6

Inbound Marketing – WTF?

Zawsze ostrożnie podchodzę do nowych pojęć, definicji i kolejnych pomysłów na to aby jakiś popularny trend odpowiednio nazwać i przywłaszczyć sobie nazwę, markę i domenę. To zresztą jest dobry sposób na promocję własnej agencji reklamowej czy specjalizację (np. agencja specjalizująca się w marketingu szeptanym).
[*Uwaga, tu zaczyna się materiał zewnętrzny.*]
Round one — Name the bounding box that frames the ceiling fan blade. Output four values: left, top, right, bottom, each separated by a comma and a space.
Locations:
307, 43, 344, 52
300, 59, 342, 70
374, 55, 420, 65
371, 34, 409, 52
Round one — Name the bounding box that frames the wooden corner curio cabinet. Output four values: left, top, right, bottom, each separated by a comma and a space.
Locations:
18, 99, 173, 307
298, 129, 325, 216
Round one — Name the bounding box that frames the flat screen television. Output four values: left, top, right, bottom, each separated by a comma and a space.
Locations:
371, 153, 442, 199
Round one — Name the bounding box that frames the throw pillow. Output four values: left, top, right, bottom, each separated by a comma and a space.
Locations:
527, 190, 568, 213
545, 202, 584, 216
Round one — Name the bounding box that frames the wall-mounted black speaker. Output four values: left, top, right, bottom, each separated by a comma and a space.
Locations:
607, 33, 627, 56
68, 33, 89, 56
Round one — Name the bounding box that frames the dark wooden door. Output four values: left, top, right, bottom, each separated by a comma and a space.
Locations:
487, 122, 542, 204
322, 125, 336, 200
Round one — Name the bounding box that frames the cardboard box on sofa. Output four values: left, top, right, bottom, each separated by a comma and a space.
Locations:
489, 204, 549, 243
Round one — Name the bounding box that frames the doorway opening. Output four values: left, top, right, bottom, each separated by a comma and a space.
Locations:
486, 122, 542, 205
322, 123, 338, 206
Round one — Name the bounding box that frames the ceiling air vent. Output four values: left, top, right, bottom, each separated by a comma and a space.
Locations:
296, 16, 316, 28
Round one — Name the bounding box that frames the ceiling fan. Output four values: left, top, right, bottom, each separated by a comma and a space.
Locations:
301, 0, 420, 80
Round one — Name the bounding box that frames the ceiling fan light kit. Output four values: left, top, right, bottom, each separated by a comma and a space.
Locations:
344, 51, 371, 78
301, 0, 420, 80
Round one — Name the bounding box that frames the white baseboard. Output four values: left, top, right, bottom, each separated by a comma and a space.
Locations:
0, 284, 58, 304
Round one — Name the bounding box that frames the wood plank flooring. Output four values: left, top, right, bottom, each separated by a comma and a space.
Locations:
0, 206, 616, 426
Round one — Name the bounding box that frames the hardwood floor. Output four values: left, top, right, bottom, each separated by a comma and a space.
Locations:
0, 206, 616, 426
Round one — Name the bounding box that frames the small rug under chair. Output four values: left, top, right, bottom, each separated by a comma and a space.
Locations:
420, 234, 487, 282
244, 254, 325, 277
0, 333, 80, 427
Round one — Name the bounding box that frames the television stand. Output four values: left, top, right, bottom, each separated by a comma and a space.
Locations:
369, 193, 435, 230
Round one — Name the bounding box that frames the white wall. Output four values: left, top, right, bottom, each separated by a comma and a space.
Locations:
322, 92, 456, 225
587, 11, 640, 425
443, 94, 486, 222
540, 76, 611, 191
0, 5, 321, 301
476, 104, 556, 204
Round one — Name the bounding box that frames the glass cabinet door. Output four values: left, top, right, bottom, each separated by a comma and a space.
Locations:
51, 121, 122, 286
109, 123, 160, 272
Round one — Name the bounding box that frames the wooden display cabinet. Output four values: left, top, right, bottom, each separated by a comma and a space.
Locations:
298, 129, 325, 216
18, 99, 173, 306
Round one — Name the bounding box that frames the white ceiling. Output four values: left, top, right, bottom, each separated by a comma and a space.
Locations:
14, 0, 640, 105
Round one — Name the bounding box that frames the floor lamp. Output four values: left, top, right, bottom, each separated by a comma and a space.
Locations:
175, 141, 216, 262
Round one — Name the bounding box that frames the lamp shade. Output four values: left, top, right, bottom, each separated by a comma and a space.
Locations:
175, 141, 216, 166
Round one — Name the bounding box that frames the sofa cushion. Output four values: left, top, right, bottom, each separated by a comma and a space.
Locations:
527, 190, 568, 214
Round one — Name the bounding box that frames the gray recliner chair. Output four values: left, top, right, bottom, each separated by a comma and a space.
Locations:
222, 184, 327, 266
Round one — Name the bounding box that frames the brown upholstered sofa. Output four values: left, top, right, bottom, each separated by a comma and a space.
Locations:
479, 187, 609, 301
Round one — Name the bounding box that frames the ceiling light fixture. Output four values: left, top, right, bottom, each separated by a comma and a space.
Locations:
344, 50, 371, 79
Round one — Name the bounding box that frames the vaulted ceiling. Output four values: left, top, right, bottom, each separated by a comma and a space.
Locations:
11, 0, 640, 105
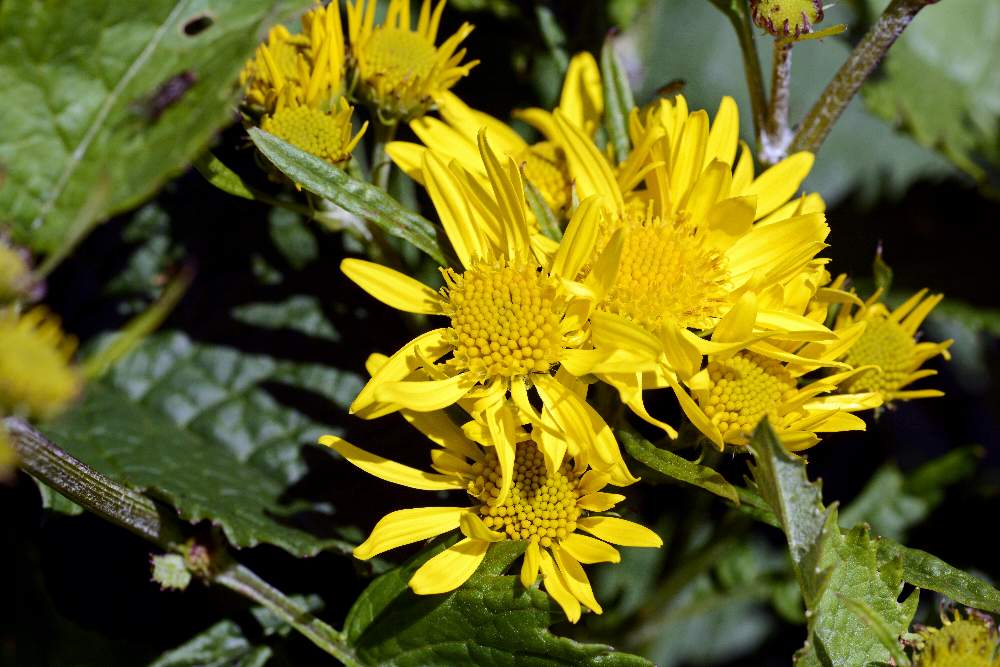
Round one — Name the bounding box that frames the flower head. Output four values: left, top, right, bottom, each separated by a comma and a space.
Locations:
341, 133, 635, 489
835, 289, 953, 403
0, 308, 80, 419
320, 413, 663, 623
913, 610, 1000, 667
347, 0, 479, 122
Pojęcie inbound marketingu pojawia się w sieci od dwóch lat (?), ale zarówno ja jak i wielu czytelników bloga (z vlogiem będę ostrożny) zna i stosuje zasady inbound marketingu od bardzo dawna – w przypadku mojego bloga będzie to już ponad 6 lat 🙂 Ponieważ idea inbound marketingu polega na takim produkowaniu i promowaniu treści aby potencjalni klienci sami chcieli je odnaleźć – musi to być więc treść interesująca dla klienta. A sprzedaż, promocję marki prowadzi się niejako przy okazji – co „przy okazji” wcale nie musi oznaczać że są to małe pieniądze lub nieefektywne działania. To w wielkim skrócie, a do samego sedna czym jest inbound marketingu próbowałem dojść w rozmowie z Dorotą Zys – specjalistką od Inbound Marketingu i trochę czułem się jak pan Jourdain z Moliera, który nie wiedział, że mówi prozą:

Nauczyciel filozofii
Tak, panie. Wszystko co nie jest prozą, jest wierszem, a wszystko co nie jest wierszem, jest prozą.

Pan Jourdain
A tak jak się mówi, to co jest takiego?

Nauczyciel filozofii
To proza.

Pan Jourdain
Jak to? Więc kiedy mówię: „Michasiu, podaj mi pantofle i przynieś krymkę”, to jest proza?

Nauczyciel filozofii
Tak, panie.

Pan Jourdain
Daję słowo, zatem ja już przeszło czterdzieści lat mówię prozą, nie mając o tym żadnego pojęcia! Jestem panu najszczerzej obowiązany, żeś mnie pouczył.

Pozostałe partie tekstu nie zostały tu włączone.